Basically they conclude that the capital cost of anything new has to be lower than LWRs if there is to be any chance utility execs will be convinced they should invest in them.  This isn’t MIT’s opinion, its their opinion of what the “deeply conservative” nuclear industry will do.  “If a new reactor type is demonstrated to be more economic than an LWR, it may drive many fuel cycle decisions” – p. 22  Note “may”.  MIT is just guessing at what the utilities will do.  Would you invest billions knowing some 1 in a 1000 year tsunami at Fukushima might cause a government to bankrupt your operation that is nowhere near the sea?  If you had the choice, would you build the first fast breeder, or would you prefer to go with what made a lot of money for you in the past?  

How is the nuclear industry supposed to view its future as a solution to climate change when by far the majority of climate activists want the entire industry shut down no matter what implications there are for climate?  And there is one other teensy issue:  the industry itself appears deeply committed to the idea that climate science is bogus. They just don’t believe it.   
MIT isn’t with the US nuclear industry on that one.  They remind readers that the prime focus of their 2003 “The Future of Nuclear Power” report was the role nuclear power might have in avoiding greenhouse gas emissions.  The emphasize that their “primary recommendation” at that time was for the US government to use loan guarantees to attempt to eliminate the “risk premium” charged by Wall Street on new nukes which by itself makes nuclear power uncompetitive with fossil power.  
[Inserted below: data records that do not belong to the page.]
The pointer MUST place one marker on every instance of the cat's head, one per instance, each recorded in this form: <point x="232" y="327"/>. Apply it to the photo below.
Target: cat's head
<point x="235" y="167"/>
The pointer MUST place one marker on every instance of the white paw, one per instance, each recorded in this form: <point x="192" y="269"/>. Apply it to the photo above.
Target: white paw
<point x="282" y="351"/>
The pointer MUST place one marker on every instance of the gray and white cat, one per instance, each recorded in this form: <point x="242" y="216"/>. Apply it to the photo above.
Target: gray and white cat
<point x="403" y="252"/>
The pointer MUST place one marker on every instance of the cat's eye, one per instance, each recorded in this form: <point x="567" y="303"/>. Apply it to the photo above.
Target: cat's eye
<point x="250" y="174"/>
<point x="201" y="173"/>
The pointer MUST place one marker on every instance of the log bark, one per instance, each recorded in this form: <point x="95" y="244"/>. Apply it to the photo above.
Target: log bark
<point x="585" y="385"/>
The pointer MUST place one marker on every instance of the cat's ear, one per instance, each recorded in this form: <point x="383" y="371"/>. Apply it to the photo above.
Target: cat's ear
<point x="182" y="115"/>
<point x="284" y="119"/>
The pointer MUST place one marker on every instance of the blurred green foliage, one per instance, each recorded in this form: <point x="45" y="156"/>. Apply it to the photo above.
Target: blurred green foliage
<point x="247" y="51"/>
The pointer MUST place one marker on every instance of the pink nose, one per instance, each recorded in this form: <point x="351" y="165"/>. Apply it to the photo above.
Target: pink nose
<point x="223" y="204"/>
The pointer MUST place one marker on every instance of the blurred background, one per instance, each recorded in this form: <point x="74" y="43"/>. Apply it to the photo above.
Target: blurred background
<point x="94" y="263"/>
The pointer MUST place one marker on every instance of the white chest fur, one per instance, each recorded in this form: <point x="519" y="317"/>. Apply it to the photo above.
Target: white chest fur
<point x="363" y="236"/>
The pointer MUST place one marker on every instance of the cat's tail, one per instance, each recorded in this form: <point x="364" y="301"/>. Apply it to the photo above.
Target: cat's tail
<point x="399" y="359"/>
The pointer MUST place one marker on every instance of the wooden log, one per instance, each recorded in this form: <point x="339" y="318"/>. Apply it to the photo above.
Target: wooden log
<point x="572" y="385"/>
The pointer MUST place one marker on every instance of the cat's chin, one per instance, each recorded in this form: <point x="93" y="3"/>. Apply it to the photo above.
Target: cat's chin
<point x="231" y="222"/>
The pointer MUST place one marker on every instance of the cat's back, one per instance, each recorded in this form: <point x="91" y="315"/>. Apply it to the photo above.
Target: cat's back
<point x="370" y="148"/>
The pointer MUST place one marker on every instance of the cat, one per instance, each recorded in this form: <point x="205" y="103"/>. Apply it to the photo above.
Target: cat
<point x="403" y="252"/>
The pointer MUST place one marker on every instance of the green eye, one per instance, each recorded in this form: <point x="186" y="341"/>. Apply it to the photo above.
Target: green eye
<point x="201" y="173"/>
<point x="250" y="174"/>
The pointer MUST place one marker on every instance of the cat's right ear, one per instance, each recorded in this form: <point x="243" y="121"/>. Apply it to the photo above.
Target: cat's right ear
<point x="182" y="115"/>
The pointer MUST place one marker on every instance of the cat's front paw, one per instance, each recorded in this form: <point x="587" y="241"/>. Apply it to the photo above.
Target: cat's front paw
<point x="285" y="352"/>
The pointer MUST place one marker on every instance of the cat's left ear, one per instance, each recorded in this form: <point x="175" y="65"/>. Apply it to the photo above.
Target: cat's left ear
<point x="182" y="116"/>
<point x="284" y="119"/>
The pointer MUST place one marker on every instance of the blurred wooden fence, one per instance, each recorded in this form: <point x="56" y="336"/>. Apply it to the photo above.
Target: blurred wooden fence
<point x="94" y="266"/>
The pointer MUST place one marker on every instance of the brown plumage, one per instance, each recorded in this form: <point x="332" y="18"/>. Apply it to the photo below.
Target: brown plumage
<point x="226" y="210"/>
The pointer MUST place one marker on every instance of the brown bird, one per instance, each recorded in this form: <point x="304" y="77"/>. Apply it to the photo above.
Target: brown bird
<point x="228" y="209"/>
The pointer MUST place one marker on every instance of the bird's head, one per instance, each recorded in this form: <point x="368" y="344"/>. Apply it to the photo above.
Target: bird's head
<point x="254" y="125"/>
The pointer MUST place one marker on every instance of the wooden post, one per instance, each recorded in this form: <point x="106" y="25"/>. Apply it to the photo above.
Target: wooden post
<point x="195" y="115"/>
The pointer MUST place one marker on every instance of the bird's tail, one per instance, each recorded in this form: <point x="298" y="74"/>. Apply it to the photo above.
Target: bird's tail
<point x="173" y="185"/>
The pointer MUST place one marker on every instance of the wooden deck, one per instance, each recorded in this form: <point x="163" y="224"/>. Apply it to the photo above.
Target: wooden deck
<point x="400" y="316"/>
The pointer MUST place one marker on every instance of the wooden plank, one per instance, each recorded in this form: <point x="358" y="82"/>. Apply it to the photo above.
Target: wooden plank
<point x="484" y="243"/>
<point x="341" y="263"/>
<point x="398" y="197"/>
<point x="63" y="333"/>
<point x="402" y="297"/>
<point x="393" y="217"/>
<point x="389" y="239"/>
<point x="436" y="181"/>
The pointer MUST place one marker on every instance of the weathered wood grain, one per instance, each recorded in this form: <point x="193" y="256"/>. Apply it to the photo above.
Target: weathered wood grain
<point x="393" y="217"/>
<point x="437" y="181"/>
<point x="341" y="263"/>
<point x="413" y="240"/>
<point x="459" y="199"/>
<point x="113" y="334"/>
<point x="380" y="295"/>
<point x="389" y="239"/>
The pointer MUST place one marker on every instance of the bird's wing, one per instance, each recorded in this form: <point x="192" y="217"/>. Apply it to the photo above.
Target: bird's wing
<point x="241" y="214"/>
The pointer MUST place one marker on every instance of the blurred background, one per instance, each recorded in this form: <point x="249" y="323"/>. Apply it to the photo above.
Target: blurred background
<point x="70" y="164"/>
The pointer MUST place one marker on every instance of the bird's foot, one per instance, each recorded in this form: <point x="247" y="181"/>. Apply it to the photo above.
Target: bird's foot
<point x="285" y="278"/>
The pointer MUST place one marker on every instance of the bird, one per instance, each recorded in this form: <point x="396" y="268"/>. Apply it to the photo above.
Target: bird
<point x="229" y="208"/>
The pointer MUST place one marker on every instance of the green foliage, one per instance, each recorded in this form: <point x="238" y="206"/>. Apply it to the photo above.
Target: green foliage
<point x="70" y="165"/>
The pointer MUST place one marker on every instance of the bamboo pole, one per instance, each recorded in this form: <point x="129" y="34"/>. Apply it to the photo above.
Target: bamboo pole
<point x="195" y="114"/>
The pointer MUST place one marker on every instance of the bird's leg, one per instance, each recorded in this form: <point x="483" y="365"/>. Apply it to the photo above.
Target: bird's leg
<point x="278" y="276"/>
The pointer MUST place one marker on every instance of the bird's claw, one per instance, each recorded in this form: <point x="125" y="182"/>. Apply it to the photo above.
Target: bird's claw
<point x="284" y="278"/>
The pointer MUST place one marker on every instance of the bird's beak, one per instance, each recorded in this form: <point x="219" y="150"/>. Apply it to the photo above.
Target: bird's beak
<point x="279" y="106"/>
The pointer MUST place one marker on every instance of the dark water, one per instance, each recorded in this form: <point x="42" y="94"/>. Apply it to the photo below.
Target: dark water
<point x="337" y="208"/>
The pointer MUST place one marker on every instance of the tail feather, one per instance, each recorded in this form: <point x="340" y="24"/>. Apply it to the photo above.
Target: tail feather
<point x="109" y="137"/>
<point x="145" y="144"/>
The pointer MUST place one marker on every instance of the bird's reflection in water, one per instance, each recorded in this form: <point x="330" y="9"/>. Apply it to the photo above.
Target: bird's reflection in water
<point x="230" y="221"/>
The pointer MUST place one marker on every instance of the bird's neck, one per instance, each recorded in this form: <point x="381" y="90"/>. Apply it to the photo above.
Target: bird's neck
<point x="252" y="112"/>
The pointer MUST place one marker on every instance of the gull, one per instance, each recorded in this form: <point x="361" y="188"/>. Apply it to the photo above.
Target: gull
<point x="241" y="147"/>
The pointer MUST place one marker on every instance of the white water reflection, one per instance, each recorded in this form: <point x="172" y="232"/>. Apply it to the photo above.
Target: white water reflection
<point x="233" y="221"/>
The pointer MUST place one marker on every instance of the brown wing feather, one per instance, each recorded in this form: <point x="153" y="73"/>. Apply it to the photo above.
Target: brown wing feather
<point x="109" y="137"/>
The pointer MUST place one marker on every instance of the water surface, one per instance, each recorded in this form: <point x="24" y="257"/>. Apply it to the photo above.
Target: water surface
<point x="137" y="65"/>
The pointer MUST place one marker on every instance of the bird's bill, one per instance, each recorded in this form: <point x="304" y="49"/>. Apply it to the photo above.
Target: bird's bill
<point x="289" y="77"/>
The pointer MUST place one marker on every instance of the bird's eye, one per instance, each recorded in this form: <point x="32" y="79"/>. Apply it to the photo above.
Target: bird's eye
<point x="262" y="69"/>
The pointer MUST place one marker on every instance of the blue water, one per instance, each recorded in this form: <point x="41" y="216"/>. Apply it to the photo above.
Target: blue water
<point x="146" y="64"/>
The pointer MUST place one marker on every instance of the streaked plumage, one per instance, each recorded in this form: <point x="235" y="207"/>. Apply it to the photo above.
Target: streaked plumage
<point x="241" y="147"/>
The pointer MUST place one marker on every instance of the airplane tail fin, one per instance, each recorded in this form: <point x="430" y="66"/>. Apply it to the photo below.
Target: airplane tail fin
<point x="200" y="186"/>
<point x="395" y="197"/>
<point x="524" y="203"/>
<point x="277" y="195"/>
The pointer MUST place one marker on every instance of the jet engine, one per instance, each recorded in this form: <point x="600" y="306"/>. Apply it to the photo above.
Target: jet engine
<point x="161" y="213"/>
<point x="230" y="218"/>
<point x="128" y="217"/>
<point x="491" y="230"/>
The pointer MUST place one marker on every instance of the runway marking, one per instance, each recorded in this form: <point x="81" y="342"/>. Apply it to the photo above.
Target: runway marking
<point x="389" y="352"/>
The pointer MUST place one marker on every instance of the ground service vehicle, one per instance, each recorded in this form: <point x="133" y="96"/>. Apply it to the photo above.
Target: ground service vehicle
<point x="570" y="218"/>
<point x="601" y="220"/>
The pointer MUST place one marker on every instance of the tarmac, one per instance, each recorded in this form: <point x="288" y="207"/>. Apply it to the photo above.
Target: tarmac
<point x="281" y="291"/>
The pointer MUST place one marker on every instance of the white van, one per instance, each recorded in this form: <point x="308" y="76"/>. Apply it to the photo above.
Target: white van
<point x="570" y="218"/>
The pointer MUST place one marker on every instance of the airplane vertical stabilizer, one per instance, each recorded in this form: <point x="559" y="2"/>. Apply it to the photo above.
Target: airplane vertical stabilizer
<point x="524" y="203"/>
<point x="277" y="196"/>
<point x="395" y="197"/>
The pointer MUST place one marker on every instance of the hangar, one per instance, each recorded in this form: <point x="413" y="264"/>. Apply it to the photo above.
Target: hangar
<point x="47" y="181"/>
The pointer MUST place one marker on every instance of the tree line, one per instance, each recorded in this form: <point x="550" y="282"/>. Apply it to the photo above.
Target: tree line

They point out that “the urgency to address climate change has increased”, and they call in this report for that loan guarantee program to be accelerated. The designs that are licensed and ready to go are LWRs.  If the industry itself and society at large can’t see the climate problem and can’t even start to build some reactors for any other reason such as national energy security why does Blees expect MIT to suddenly start in backing his plan as an emergency climate measure?  

MIT appears to have and favor their own fast breeder plan, given the circumstances they see.  They make repeated references to “hard spectrum (modified) LWRs”, i.e. fast reactors with a conversion ratio of 1, that can be started with “low enriched non-weapons usable (enrichment below 20%) uranium”, which could “enable full utilization of uranium and thorium resources”, a concept which they say originated with “recent work at MIT” – page 25.  Blees should critique that.  

 

 

David Lewis's picture
David Lewis on June 3, 2011

Tom Blees didn’t write your “guest post” by the way.  

When I wrote a critique of this as if the author of the study was Blees and posted it as a comment over at BraveNewClimate, Barry seemed to get quite upset.  Apparently the S.C.G.I. group actually wrote this, and Tom’s name appears only as a contact.  

Dan Yurman's picture
Dan Yurman on June 3, 2011

It turns out Lewis is right. 

In an exchange of emails today (June 3, 2011), Barry Brook advised me that while Blees participated in the writing, he’s not the sole author of the guest post which appeared on my blog.